Huckaby, doing his best to act loyally towards both parties, led a precarious moral existence. The sight of Clementina queening it in dazzling raiment about Quixtus’s house and the despairing confidences of Lena Fontaine had enabled him to form a fairly accurate judgment of the state of affairs. His heart began to bleed for Lena Fontaine. She would come to his lodgings and claim sympathy. To not a soul in the world but him could she talk freely. She was desperate. That abominable woman insulted her, trampled on her, poisoned Quixtus’s mind against her. He had changed suddenly, seemed to avoid her, and, when he found himself in her company, he was just polite and courteous in his gentle way, and smilingly eluded her. The Dinard intimacy, on which she had reckoned, had faded into the land of dreams. He was being dragged off before her eyes to some fool place up the river to be watched and guarded like a lunatic. What was she to do? Ruin would soon be staring her in the face. She had thought of upbraiding him for neglect, of reproaching him for having played fast and loose with her affections, of putting him through the ordeal of an emotional scene. Of that, however, she was afraid; it might scare him away for good and all. She wept, an unhappy and ill-treated woman, and Huckaby supplied sympathy and handkerchiefs and a mirror so that she could repair the ravages of tears.

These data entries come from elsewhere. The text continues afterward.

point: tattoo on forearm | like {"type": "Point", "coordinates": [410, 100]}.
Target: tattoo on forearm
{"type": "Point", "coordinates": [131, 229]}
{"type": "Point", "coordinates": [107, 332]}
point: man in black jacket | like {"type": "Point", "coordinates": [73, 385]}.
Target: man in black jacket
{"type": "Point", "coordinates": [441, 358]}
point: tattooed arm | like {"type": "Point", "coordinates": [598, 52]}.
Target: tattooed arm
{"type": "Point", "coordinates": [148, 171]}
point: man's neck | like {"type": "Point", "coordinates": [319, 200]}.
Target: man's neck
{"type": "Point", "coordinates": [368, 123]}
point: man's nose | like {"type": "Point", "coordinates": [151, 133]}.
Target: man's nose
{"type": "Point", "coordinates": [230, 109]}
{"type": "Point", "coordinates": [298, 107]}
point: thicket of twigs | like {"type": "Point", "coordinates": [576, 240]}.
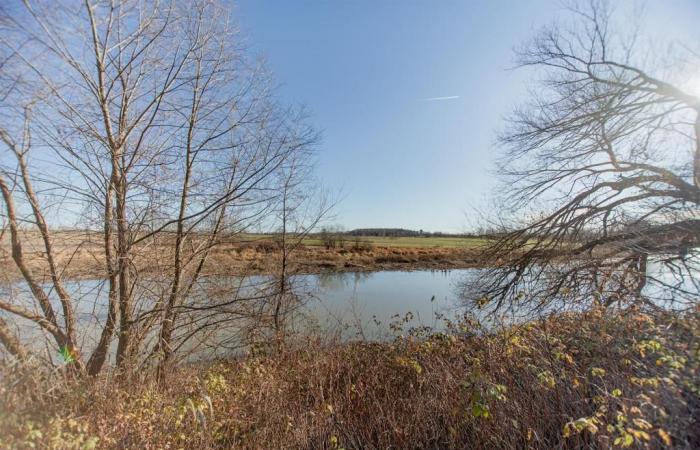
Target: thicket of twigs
{"type": "Point", "coordinates": [586, 380]}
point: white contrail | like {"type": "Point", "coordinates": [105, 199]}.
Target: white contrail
{"type": "Point", "coordinates": [433, 99]}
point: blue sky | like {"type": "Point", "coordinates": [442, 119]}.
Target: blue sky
{"type": "Point", "coordinates": [366, 69]}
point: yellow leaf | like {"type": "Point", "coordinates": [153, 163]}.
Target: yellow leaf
{"type": "Point", "coordinates": [665, 437]}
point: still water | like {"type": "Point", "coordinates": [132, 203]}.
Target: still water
{"type": "Point", "coordinates": [351, 305]}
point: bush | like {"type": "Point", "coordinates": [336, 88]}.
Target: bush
{"type": "Point", "coordinates": [575, 381]}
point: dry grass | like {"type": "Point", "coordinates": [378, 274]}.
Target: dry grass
{"type": "Point", "coordinates": [80, 255]}
{"type": "Point", "coordinates": [579, 381]}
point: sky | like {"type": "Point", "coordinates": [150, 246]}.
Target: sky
{"type": "Point", "coordinates": [409, 95]}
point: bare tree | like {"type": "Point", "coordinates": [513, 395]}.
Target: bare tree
{"type": "Point", "coordinates": [148, 122]}
{"type": "Point", "coordinates": [601, 174]}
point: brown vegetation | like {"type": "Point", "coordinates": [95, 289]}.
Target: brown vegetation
{"type": "Point", "coordinates": [592, 380]}
{"type": "Point", "coordinates": [81, 255]}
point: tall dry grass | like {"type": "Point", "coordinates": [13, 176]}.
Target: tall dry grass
{"type": "Point", "coordinates": [578, 381]}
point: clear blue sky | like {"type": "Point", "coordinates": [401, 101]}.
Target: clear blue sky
{"type": "Point", "coordinates": [365, 69]}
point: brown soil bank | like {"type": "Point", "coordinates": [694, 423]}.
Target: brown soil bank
{"type": "Point", "coordinates": [80, 255]}
{"type": "Point", "coordinates": [596, 380]}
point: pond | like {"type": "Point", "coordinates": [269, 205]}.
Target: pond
{"type": "Point", "coordinates": [348, 306]}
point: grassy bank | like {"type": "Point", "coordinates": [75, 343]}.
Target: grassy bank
{"type": "Point", "coordinates": [80, 254]}
{"type": "Point", "coordinates": [590, 380]}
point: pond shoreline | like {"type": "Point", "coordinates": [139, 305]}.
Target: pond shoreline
{"type": "Point", "coordinates": [237, 260]}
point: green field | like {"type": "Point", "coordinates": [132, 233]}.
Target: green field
{"type": "Point", "coordinates": [408, 242]}
{"type": "Point", "coordinates": [386, 241]}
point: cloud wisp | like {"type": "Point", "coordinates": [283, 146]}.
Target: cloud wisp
{"type": "Point", "coordinates": [437, 99]}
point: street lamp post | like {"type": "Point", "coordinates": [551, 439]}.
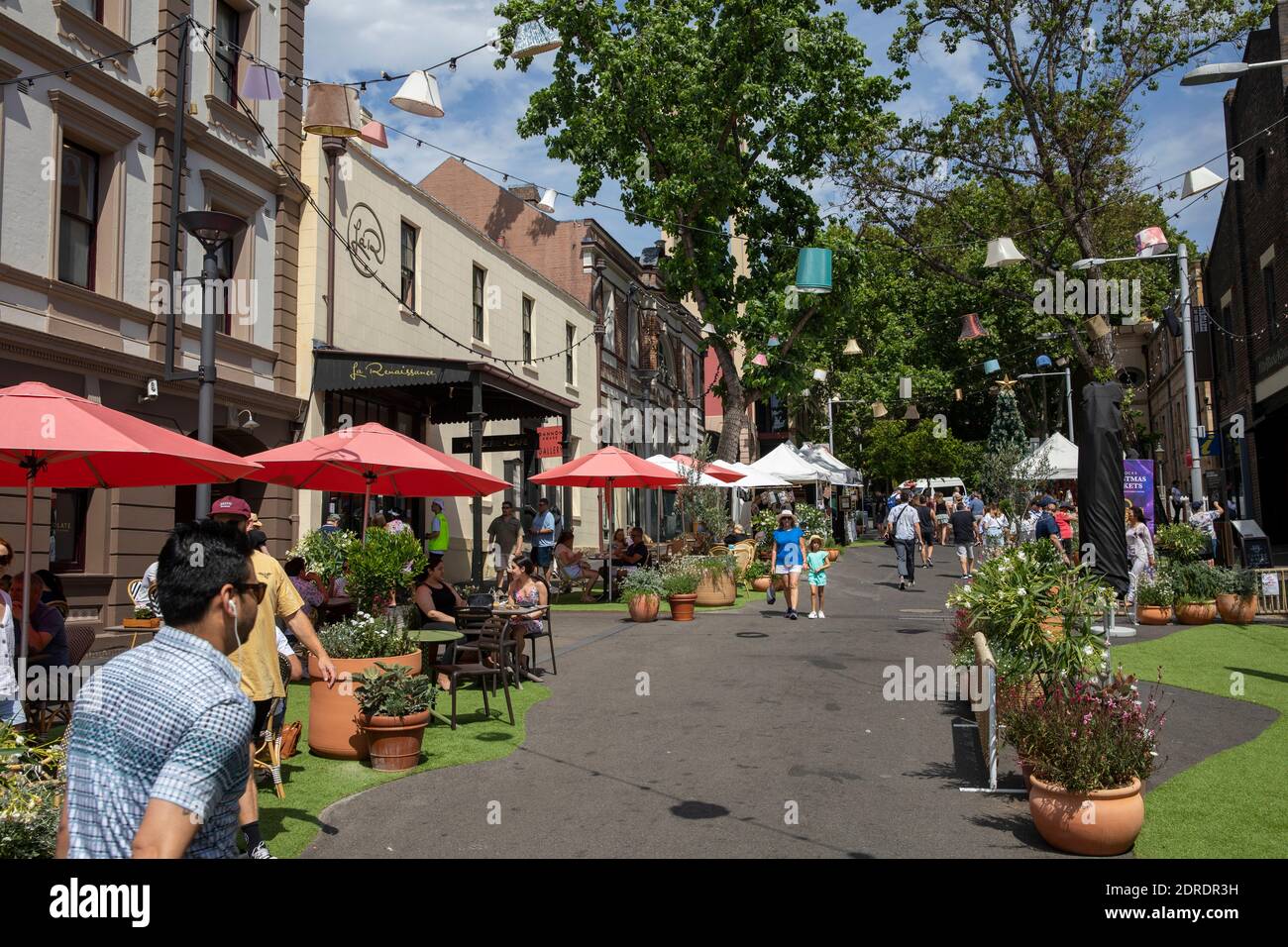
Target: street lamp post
{"type": "Point", "coordinates": [1068, 392]}
{"type": "Point", "coordinates": [213, 230]}
{"type": "Point", "coordinates": [1192, 405]}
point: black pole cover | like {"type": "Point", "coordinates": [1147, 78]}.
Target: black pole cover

One day Huckaby and Clementina met in the hall of the Russell Square house.
“Well,” she said. “Have you seen Mrs. Fontaine lately?”
He admitted that he had.
“Taking it rather badly, I suppose,” she remarked with a reversion to her grim manner.
“She is miserable. As I told you, it means all the world to her—her very salvation.”
Clementina caught the note of deep pleading in his voice and fixed him with her shrewd eyes.
“You seem to concern yourself very deeply about the lady.”
Huckaby glanced at her for a moment hesitatingly; then shrugged his shoulders. Clementina was a woman to whom straight dealing counted for righteousness. He gave her his secret.
“I’ve grown to care for her—to care for her very much. I know I’m a fool, but I can’t help it.”